In the traditional fluoroscopy, the puncturing point often cannot be accurately located at the first attempt and needs to be adjusted multiple times, damaging the surrounding joint capsule [15]. Similarly, after entering the pedicle, the inclination angle may be too small and require some adjustment, resulting in pedicle injury. This could likely explain the better VAS score of the TiRobot group at 24 h post-operatively. However, there was no significant difference between the groups at six months post-operatively.

For multi-segmental OVCF, conventional fluoroscopy-guided PKP requires multiple punctures and repeated fluoroscopy, prolonging the operative time and potentially increasing the radiation exposure to doctors and patients. In this study, the radiation exposure was significantly lower in the TiRobot group. Moreover, robotic assistance reduced patients’ radiation exposure and the puncture, fluoroscopy, and operative times.

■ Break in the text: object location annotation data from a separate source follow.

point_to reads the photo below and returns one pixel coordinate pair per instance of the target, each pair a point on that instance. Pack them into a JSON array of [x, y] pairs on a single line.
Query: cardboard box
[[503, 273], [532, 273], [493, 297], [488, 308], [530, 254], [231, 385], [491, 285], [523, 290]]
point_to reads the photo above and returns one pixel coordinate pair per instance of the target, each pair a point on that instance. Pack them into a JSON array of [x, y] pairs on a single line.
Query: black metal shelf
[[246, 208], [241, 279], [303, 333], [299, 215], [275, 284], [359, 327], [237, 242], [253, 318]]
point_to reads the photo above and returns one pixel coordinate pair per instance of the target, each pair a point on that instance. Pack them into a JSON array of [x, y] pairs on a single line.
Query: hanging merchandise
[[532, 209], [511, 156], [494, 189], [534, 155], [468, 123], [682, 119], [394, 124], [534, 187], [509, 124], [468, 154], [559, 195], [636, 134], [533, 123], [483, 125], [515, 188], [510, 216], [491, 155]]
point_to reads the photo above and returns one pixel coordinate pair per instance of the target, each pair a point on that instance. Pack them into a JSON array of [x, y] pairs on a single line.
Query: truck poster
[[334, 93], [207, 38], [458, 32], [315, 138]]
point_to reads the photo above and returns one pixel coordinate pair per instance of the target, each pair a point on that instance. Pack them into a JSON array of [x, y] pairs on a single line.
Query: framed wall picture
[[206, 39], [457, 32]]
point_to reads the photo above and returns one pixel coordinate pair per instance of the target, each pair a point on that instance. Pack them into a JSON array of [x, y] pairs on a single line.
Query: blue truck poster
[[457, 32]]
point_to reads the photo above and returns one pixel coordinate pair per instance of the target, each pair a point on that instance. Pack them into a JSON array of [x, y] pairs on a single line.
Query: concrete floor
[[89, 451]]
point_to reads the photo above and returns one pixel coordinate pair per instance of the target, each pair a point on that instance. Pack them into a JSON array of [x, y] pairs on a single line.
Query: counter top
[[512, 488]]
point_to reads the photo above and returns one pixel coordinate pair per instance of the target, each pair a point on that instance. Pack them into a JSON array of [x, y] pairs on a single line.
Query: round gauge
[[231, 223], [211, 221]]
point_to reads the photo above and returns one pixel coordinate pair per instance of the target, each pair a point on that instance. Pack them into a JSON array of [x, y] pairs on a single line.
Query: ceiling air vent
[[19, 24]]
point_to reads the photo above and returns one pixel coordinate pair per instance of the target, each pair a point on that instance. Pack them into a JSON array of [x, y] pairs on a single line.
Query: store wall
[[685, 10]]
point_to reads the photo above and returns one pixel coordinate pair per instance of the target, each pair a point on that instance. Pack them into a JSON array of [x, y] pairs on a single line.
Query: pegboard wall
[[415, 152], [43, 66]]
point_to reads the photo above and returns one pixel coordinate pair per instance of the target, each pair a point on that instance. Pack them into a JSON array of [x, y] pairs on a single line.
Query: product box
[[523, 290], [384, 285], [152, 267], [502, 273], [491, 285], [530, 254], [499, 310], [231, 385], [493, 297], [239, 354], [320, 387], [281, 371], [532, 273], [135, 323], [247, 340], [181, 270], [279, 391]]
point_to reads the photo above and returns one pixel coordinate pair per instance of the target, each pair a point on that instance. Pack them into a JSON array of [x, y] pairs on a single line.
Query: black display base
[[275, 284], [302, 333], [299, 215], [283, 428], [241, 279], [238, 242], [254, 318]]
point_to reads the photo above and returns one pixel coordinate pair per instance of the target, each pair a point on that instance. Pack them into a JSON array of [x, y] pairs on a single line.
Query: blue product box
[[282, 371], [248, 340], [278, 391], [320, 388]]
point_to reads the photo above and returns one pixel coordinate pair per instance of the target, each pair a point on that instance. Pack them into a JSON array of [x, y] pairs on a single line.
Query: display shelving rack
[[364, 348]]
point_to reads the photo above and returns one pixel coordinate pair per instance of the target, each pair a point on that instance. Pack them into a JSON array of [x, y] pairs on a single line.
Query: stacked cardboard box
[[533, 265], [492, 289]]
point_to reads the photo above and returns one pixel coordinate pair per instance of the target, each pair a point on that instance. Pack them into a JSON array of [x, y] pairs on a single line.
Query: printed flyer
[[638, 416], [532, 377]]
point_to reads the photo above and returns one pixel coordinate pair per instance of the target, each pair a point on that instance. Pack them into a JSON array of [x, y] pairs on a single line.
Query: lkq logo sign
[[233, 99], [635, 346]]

Precise and individual minimally invasive surgery has become the new trend. Spine surgeons favour orthopaedic surgical robots because of their advantages such as high stability, high precision, increased surgical simplicity and convenience, and short learning curve [16]. Vardiman et al. [17] reported that the personal surgical experience has little impact on accuracy of pedicle screw placement with robotic assistance, indicating that the robot-assisted learning curve is shorter and can be quickly mastered by inexperienced doctors. Due to the high precision of the orthopaedic robot system, surgeons are more confident in performing multilevel PKP.

Limitations

This study only presents a retrospective single-centre experience, as there was a lack of multicentre-controlled studies. The number of cases needs to be increased to enhance the study conclusions’ credibility. While the present study’s follow-up period of one year was on par with most of the existing literature, a more extended follow-up might enable us to better understand the long-term effect of this novel surgical treatment. Using a retrospective research method inevitably leads to the loss of some clinical data; therefore, selection bias is possible. A prospective randomised study design combined with extended follow-up and multicentre studies is needed.

Conclusion

TiRobot-assisted percutaneous multilevel kyphoplasty is more accurate than the traditional fluoroscopy-assisted technique and shows smaller radiometry, more uniform bone cement distribution, and lower bone cement leakage rate. This method was therefore accurate and safe.